Fitzgerald J E, Sanyer J L, Schardein J L, Lake R S, McGuire E J, de la Iglesia F A
J Natl Cancer Inst. 1981 Nov;67(5):1105-16.
Gemfibrozil, a novel hypolipidemic agent identified chemically as 2,2-dimethyl-5-(2,5-xylyoxy) valeric acid, was evaluated for mutagenic potential in in vitro assays with Salmonella typhimurium. For evaluation of tumorigenic potential, gemfibrozil was administered in the diet (0.30, and 300 mg gemfibrozil/kg) to groups of noninbred CD-1 mice (72/sex) and noninbred CD rats (50/sex) for 78 and 104 weeks, respectively. In the bacterial mutagenesis assays, between 100 and 2,500 microgram gemfibrozil/plate failed to induce a significant increase in revertant bacterial colonies. Neither was a mutagenic response in bacterial assays induced at concentrations up to 300 microgram of five in vivo metabolites of gemifibrozil isolated from rat urine/plate. In mice, gemfibrozil did not significantly increase the frequency or the mean latency period of tumors. In rats, the statistically significant increases in hepatocellular tumors and interstitial cell tumors of the testes were dose related. Adrenal medullary and pancreatic acinar tumors were increased in male rats but were inversely dose related. Under the conditions of this assay, gemfibrozil did not elicit a tumorigenic potential in mice and female rats. In male rats and related to the hepatocellular tumor response, the peroxisome proliferation seen did not occur in humans chronically administered hypolipidemics.
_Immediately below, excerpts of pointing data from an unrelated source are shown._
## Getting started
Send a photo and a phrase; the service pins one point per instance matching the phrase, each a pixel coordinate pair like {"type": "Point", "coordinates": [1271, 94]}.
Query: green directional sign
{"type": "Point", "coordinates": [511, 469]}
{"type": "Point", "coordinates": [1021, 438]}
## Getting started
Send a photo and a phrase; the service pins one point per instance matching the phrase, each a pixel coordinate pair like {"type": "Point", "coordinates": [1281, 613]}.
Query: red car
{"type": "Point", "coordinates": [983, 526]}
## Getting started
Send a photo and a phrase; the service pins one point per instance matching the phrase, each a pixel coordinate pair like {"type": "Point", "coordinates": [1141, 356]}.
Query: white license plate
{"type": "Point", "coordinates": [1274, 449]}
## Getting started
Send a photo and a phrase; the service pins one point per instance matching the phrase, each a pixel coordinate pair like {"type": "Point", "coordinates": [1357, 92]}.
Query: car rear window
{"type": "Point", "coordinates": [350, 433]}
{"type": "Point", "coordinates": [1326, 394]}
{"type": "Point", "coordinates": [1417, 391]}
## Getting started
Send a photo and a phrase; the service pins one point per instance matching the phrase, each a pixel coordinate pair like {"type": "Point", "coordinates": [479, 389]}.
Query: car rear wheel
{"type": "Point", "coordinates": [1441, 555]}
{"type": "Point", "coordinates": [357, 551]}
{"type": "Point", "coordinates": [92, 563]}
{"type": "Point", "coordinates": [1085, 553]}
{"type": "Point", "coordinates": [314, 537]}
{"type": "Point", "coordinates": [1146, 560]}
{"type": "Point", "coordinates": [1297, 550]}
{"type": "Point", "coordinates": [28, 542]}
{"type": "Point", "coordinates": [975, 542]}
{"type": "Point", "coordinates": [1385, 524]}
吉非贝齐是一种经化学鉴定为2,2 - 二甲基 - 5 - (2,5 - 二甲苯氧基)戊酸的新型降血脂药物,我们用鼠伤寒沙门氏菌进行体外试验评估了其致突变潜力。为评估其致癌潜力,将吉非贝齐添加到饲料中(0.30和300毫克吉非贝齐/千克),分别喂给非近交系CD - 1小鼠(每组72只,雌雄各半)和非近交系CD大鼠(每组50只,雌雄各半)78周和104周。在细菌诱变试验中,每平皿100至2500微克吉非贝齐未能诱导回复突变细菌菌落显著增加。从大鼠尿液中分离出的吉非贝齐的五种体内代谢物,每平皿浓度高达300微克时也未在细菌试验中诱导出诱变反应。在小鼠中,吉非贝齐未显著增加肿瘤的发生率或平均潜伏期。在大鼠中,肝细胞肿瘤和睾丸间质细胞瘤的统计学显著增加与剂量相关。雄性大鼠的肾上腺髓质瘤和胰腺腺泡瘤增加,但与剂量呈负相关。在本试验条件下,吉非贝齐在小鼠和雌性大鼠中未引发致癌潜力。在雄性大鼠中,与肝细胞肿瘤反应相关的过氧化物酶体增殖在长期服用降血脂药物的人类中未出现。